Миллионы, миллионы – за убитого царя. Вот вам беспощадный расклад истории. Наша Россия вся полна высокой мистики, а вы говорите, пошлый терроризм! Да разве храбрую Россию напугаешь терроризмом? Она смертями сама кого хочешь напугает. Печи Освенцима давно уже переплюнули мощные смертные ледяные бараки Печоры и Колымы. Меня жена однажды спросила: «А если бы тебя послали на войну, ты мог бы там убивать людей?» Я посмотрел на нее, как на дуру. «О чем ты? Конечно, мог бы». Я сказал это и тут же усомнился в себе. В своих способностях убивать. Для убийства надо или верить в идею, или всецело очерстветь душой. Ни в какую идею я не верил. Я спросил себя: а во что же веришь? Или ты ни во что не веришь совсем?

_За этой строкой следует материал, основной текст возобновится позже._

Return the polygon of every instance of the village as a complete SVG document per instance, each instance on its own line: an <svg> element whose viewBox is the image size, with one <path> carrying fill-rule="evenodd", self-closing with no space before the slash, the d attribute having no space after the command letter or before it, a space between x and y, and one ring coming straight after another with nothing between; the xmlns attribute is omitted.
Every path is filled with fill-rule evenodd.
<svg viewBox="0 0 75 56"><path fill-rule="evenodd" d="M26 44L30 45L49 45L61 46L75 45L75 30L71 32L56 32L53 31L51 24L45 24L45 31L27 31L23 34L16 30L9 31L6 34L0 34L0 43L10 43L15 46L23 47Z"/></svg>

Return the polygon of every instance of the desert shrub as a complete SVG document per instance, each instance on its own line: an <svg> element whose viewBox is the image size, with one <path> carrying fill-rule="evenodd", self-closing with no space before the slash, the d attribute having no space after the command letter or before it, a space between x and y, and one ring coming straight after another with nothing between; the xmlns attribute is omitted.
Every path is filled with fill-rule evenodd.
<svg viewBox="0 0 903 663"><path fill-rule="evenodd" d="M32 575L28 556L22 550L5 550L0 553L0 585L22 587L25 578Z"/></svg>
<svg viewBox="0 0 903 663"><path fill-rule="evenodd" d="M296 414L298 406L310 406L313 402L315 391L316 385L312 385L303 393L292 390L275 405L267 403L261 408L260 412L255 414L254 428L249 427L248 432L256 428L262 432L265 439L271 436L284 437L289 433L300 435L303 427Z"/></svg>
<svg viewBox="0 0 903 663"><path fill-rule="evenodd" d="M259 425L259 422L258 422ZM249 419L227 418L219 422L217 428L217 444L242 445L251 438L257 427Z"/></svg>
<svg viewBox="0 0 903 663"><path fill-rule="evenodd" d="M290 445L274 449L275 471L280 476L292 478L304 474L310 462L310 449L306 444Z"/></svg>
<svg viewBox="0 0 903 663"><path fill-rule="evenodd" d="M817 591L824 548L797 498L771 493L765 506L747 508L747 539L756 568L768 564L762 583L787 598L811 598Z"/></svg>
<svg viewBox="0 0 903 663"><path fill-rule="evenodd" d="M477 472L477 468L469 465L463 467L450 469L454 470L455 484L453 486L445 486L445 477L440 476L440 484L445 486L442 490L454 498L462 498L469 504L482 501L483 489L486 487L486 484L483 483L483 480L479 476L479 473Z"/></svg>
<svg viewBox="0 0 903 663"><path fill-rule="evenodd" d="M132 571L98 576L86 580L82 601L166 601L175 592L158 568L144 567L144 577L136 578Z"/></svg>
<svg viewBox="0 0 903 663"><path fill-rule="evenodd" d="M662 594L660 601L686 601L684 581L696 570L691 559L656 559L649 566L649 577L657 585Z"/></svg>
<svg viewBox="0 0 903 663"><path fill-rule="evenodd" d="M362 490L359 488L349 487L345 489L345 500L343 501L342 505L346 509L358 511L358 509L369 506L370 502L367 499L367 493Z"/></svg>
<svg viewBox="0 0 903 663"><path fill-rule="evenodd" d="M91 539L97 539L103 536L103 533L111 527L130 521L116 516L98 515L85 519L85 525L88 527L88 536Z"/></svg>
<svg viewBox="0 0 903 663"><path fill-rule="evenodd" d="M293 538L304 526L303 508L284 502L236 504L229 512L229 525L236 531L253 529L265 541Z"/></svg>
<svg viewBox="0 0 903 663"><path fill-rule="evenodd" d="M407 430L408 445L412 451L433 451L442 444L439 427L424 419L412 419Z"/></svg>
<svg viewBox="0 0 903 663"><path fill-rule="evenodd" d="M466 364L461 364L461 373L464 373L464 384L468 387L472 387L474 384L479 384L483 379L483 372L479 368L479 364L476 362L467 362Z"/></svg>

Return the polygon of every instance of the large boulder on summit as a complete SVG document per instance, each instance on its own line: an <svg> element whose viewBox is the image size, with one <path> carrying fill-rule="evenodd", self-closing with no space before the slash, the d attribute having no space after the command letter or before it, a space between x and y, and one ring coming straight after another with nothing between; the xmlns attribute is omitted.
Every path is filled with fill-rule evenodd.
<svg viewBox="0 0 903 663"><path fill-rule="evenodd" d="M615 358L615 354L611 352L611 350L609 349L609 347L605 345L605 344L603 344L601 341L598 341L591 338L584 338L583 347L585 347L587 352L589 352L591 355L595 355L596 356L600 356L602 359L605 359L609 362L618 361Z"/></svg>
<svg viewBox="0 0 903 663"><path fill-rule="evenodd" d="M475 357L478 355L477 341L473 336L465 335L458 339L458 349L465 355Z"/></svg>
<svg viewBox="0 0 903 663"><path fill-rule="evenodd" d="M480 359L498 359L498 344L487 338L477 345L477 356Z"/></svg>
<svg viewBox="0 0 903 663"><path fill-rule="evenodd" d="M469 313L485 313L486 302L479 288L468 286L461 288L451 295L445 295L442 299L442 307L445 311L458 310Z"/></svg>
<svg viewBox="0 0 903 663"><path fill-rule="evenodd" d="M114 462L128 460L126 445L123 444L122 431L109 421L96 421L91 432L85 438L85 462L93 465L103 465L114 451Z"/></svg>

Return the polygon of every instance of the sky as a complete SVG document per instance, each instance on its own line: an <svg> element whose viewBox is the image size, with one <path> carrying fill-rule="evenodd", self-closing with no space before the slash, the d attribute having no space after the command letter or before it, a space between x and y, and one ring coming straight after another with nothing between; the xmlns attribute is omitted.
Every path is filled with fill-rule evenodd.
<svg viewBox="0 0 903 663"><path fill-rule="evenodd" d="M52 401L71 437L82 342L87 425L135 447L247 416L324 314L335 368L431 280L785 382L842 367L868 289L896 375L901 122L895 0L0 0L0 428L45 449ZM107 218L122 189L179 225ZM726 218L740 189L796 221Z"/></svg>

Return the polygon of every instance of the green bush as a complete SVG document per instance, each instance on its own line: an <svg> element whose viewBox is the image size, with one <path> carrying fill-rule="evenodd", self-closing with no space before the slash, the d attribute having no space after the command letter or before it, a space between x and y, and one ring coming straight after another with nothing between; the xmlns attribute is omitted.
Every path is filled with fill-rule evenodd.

И я, давний записной врун, сам себе честно ответил: да, я не верю ни во что. И считаю это неверие наиболее ценным в жизни. Вы все слепые, а я зряч. Я вижу все. Кто-то же должен все видеть, и добро и зло без прикрас, так, как они есть. Еще я тогда спросил себя: но ведь есть же что-то, что ты хоть чуть-чуть любишь в жизни? Если ты ничего не любишь, зачем же тогда тебе жизнь? Расстанься с ней! Убей себя! И я закрыл себе рот рукой и тихо засмеялся над собой, затрясся в смехе. Больше всего я любил играть на скрипке. Давно, когда я был маленьким, мои покойные родители купили мне крошечную скрипку. Они хотели учить меня играть на скрипке, отвели меня к профессору консерватории, он проверил мой слух и сказал, что у меня абсолютный слух. Потом мне приставили скрипочку к плечу, я прижал к ней подбородок, она блестела как леденец, я захотел поцеловать ее. «Вот так веди по ней смычком, вот так!» – сказал старый белоусый профессор и показал мне, как. Я повел смычком по струнам. Сначала раздался хрип и скрип. Я поморщился. Потом вдруг из-под смычка донесся стон. Потом плач, будто далеко плакал ребенок. Потом живой голос. Скрипка говорила мне о чем-то важном, единственном. Потом опять захрипела. Потом захлебнулась и замолчала. Я опустил смычок, опустил скрипку, крепко держа ее за гриф, и стоял молча, по лбу у меня тек пот, будто я стоял в бане, в парилке. Мне хотелось плакать. И я заплакал. О чем я плакал? Кого, что жалел? Но я понимал, что в моей руке до полу свисал не резной красивый ящик из драгоценного дерева, а живое существо, со своим голосом, со своей великой жизнью. И не мне была предназначена эта жизнь. Я, малец, тогда вдруг понял, что музыка не для меня, хотя я хочу туда, в нее; и я в первый и последний раз плакал о несбывшемся. О том, чего не будет никогда.